Eighteen-year-old Celia Gooding plays Frankie with an appealing coltishness, conveying the character’s mixture of rebellion, searching, and self-doubt. It’s Frankie we’re meant to identify with; Cody borrows the name of the central character of Carson McCullers’s Member of the Wedding, another tomboyish girl working out her place in her family, and gives this Frankie her own profession. In a hilarious scene, the aspiring writer reads to her creative writing class her latest “essay, poem, story-type thing”—which turns out to be Morissette’s biggest hit, “Ironic.” When fellow students tear down her work, accusing her—as Morissette was, by some critics—of misusing the word “ironic,” a male student named Phoenix jumps up to defend her. Antonio Cipriano shines as the sensitive loner who becomes Frankie’s friend, and then something more.

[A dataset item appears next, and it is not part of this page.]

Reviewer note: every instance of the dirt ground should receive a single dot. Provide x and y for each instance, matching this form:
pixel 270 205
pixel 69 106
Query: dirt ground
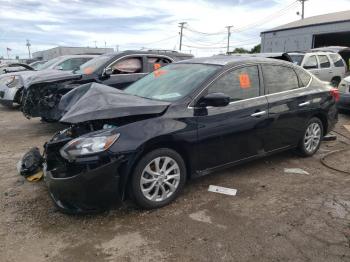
pixel 274 217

But while Frankie’s arc is the heart of the show, its soul belongs to Jo (another literary nod, to Alcott’s independent-minded writer heroine?). As vulnerable as she is tough, Jo embodies the passions of Morissette’s music and lyrics. Lauren Patten is absolutely riveting whenever she’s on stage—which, thankfully, is often. She stopped the show for an extended standing ovation with her guts-out take on “You Oughta Know,” a furious, sarcastic cry of rejected love. Arms tight at her side, fists clenched, she owned the song, and to a great degree, the show.

Another ingenious set piece stands out: Mary Jane goes out to search for her fix, first at a pharmacy (no prescription, no luck), and then meets a hoodied connection in an alley behind (yes, ironically) the local Soul Cycle where she goes to exercise. Sufficiently high now, she wafts through her grocery shopping to the song “Smiling” until suddenly the tape begins to rewind and each scene repeats in reverse back to the moment before she left the house. It’s a beautifully choreographed and executed sequence that underscores her unraveling.

In the end, Jagged Little Pill manages to spotlight multiple modern problems while making us care about these characters. Though the problems resolve a little too patly, Cody, Paulus, and their team deserve credit for creating an immersive musical that brings out the pulsing humanity of Morissette’s songs. With so much going for it, the show is well worth experiencing—and with so much going on in it, you may even want to see it twice.


Evelyn Rosenthal is a singer specializing in jazz and Brazilian music, a freelance editor, and the former editor in chief and head of publications at the Harvard Art Museums. She writes about musical theater and music for the Arts Fuse.

2 Comments

  1. Kai Maristed on May 31, 2018 at 3:25 am

    Thanks, Evelyn Rosenthal, for this judicious and informative review, especially valuable given the buzz and publicity vaunting this show as the next Great (your adjective here) Hope of the American Musical.

  2. Shelley Ziebel on June 1, 2018 at 3:51 am

    I just saw the show a second time and I have not done that with a show since seeing the original Hair! I disagree with your comment about too many blindingly lit and loud numbers though! They just add to the shows honest and authentic feel of the world we live in today!!!!! We are constantly being blindingly and loudedly assaulted with horrifying information. I recommend running to A.R.T. before they sell out. This show is brilliant in every way!!!!